06-01-2016 05:51 AM - edited 03-10-2019 11:49 PM
Hi.. I have setup TACACS on ISE and created two AD group (level_15 & level_7). level_15 users have full access and level_7 users should have only read(show) access.
I have given privilege 15 under shell policy for level_15 and created another shell profile which is given privilege 7 for users under group level_7 and set command sets "show"
Now level_15 group users are able to login successfully and have pri 15 access.
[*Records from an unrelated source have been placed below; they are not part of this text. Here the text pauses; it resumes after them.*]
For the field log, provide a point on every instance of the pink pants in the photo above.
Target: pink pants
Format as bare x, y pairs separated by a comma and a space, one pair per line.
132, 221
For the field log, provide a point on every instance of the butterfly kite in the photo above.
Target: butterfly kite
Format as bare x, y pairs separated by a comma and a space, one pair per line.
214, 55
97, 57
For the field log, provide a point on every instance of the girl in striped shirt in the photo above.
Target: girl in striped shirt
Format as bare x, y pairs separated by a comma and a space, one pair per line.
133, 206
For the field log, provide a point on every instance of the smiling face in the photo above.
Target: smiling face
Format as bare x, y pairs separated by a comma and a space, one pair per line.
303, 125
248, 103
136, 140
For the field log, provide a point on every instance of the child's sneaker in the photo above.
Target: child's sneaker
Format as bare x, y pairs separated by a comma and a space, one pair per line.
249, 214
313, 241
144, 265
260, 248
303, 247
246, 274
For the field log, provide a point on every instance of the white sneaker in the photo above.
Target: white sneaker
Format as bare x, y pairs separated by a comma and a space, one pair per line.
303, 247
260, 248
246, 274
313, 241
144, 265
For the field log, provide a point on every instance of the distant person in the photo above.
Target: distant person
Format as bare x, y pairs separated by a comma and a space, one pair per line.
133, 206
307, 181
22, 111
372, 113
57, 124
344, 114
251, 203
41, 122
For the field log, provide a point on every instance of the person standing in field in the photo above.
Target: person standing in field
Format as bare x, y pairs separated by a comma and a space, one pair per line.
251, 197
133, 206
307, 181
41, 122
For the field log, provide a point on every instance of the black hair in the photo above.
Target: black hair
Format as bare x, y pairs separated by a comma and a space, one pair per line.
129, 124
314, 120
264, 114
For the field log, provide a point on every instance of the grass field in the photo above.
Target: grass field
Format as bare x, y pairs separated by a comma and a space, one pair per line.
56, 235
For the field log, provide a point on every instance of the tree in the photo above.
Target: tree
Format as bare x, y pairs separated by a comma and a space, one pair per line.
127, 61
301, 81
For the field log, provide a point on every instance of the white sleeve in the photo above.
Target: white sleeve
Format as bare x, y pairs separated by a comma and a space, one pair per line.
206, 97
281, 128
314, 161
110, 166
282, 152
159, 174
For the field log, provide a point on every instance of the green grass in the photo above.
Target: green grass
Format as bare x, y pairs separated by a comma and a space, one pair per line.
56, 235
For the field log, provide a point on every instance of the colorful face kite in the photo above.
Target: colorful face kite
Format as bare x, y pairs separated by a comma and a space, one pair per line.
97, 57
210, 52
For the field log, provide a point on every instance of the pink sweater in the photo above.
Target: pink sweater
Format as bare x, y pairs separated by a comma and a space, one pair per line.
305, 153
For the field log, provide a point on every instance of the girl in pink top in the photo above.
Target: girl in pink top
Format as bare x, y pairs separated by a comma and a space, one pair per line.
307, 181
But this is not working with leve_7 group users.
This group users are not able to execute show commands.
Below is config on IOS device.
======================================================================
aaa new-model
tacacs server ISE
address ipv4 172.16.9.12
key l@v@
aaa group server tacacs+ ISE_GROUP
server name ISE
aaa authentication login AAA group ISE_GROUP local
aaa authentication enable default group ISE_GROUP enable
aaa authorization exec AAA group ISE_GROUP local
aaa authorization commands 0 AAA group ISE_GROUP local
aaa authorization commands 1 AAA group ISE_GROUP local
aaa authorization commands 15 AAA group ISE_GROUP local
aaa authorization config-commands
line vty 0 4
login authentication AAA
authorization exec AAA
authorization commands 0 AAA
authorization commands 1 AAA
authorization commands 15 AAA
authorization exec AAA
================================================================
06-03-2016 03:04 AM
Change the default privilege level from your shellprofile_read to 15.
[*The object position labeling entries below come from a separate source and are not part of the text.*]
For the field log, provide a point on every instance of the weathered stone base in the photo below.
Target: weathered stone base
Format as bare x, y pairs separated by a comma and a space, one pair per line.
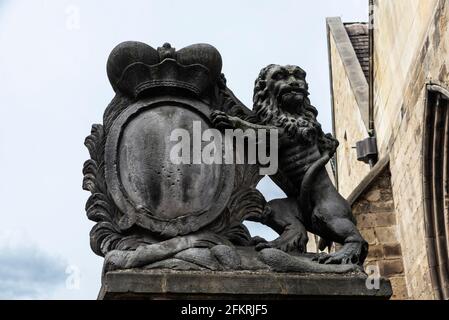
166, 284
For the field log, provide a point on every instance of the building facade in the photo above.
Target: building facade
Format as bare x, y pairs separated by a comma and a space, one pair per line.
390, 100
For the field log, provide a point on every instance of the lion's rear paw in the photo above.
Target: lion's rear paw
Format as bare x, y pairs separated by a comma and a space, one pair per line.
351, 253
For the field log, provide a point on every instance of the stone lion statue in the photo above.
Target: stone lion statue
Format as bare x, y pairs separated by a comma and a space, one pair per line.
313, 204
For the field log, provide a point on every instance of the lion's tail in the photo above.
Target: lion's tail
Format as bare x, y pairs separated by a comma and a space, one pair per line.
307, 183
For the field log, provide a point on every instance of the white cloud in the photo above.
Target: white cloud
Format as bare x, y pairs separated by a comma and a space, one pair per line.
28, 272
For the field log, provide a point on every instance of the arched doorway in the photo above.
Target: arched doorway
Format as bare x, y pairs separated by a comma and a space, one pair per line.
436, 187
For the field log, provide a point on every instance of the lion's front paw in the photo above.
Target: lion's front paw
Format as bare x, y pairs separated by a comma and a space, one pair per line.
351, 253
291, 240
221, 120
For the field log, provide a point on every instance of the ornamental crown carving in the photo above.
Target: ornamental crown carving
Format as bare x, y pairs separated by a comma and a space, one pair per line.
135, 67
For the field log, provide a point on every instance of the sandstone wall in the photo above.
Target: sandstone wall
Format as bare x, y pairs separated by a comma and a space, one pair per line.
349, 126
411, 50
376, 219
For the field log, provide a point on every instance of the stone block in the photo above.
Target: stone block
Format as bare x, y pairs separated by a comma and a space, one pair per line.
390, 268
166, 284
386, 234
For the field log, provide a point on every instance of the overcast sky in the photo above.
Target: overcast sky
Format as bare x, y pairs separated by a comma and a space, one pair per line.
53, 86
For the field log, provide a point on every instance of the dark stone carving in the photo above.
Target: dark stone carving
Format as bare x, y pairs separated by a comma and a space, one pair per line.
151, 213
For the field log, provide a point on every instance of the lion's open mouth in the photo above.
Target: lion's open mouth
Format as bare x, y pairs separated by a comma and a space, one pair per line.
293, 91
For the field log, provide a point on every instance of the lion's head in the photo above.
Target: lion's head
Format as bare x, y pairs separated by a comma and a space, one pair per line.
281, 97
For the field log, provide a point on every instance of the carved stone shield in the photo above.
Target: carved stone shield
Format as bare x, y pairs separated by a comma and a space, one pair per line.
152, 191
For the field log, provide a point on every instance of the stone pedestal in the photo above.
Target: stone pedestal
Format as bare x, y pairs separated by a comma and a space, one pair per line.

To use i.e show commands, you need to be in enabled mode.
If the user has privilege level 15 as default, he is in enable mode directly after login, otherwise he would need to type "enable", what he is not allowed to do.
Users that are getting mapped to this shell profile can still only execute the commands you defined in your command set.
06-06-2016 03:40 AM
06-06-2016 04:25 AM
Then try to add "Deny" "configure" "terminal" to the "PermitshowCommands"-Command set.
So the user shouldn't be able to enter config mode
06-06-2016 06:18 AM
06-12-2016 11:56 PM
Hi,
I just tested this with my installation.
You have to explicitly deny "configure" "terminal".
Discover and save your favorite ideas. Come back to expert answers, step-by-step guides, recent topics, and more.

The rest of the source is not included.